Sulla trattativa tra Paola Coia e Beppe Vellini non ho gli elementi per giudicare. Dopo una prima fase tra maggio e giugno, l’opzione Coia è ritornata in auge anche a luglio, ma l’ambizione di creare un progetto con una forte connotazione poggibonsese, ha impedito che la trattativa con la presidente del Tuttocuoio decollasse definitivamente. Questa è stata la volontà degli imprenditori.
Come verrà strutturata la società, una volta subentrata la cordata?
L’obiettivo primario è quello di creare una holding che andrà a rilevare il Poggibonsi. La struttura sarà aperta, in modo da favorire l’ingresso di nuovi investitori potenzialmente interessati.

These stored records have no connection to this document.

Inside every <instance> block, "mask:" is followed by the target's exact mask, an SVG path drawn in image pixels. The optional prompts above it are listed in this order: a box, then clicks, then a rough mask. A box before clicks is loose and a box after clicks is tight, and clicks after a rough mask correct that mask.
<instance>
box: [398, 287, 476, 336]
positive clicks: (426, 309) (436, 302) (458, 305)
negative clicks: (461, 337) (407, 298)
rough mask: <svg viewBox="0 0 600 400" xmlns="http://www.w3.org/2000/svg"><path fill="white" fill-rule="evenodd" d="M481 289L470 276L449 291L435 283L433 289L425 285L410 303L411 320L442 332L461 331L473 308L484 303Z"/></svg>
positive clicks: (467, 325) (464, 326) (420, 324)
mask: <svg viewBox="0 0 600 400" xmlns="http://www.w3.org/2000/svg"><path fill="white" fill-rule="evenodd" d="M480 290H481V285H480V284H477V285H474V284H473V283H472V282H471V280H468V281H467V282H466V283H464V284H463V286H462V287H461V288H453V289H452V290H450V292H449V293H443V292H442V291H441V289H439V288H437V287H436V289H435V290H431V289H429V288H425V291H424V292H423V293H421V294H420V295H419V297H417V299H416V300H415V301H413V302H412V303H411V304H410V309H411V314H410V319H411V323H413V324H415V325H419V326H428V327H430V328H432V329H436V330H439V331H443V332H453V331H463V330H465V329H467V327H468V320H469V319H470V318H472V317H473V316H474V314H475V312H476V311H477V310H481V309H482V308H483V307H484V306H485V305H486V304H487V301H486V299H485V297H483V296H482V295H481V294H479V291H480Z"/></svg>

La volontà è quella di definire una società in cui chi vorrà subentrare potrà farlo agevolmente, così come chi vuole fare un passo indietro, potrà procedere senza grossi ostacoli. L’ambizione è quella di inserire all’interno di questa nuova società anche una parte di azionariato popolare, andando a coinvolgere chiunque voglia sostenere il Poggibonsi. Vogliamo trovare i migliori strumenti che inserire il Leone all’interno del tessuto cittadino, più di quanto già non lo sia. Lo stadio dovrà essere un vero e proprio luogo di aggregazione per tutti i cittadini.
E il ruolo dei tifosi in questi mesi di incertezze?
Abbiamo organizzato un incontro tra una delegazione della gradinata e gli imprenditori. Un incontro positivo e stimolante in cui è stato presentato il progetto e i riscontri sono stati ottimi, da entrambe le parti. Si è respirata una vera e propria unità di intenti.
Quale è stata la difficoltà più grande all’interno di questo percorso?
Ci sono state alcune riunioni in cui eravamo in pochi a credere che fosse possibile salvare questa società dalla ripartenza dalla terza categoria. Un titolo sportivo come quello del Poggibonsi è difficile valutarlo unicamente in termini economici, ma è giusto salvaguardarlo proprio per tutto ciò che rappresenta, anche sotto il profilo identitario e dell’appartenenza.
E la soddisfazione più grande?
Vedere che c’è ancora un legame forte tra il tessuto imprenditoriale e la città. L’acquisto del Poggibonsi non è una mera operazione economica, ma un gesto nei confronti di tutti i poggibonsesi. Vedere una cordata con un tale livello di passione e che non considera l’acquisto del Poggibonsi come un mero investimento economico è stata la soddisfazione più bella. Questo legame, questo senso del dovere verso la propria città, ci rende veramente orgogliosi.
In chiusura, vuole lanciare un messaggio ai tifosi rispetto alle garanzie di continuità e stabilità della cordata poggibonsese?
Un progetto come questo a Poggibonsi non si vedeva da decenni. L’ultimo esempio è stato il famoso quadrumvirato. Quando c’è il classico “uomo solo al comando”, subentrano delle variabili che è inevitabile scaturiscano presto o tardi. Questo progetto comprende tutta la città: dagli imprenditori ai tifosi, fino all’amministrazione. Queste sono le basi di un qualcosa di duraturo e che possa produrre grandi soddisfazioni”.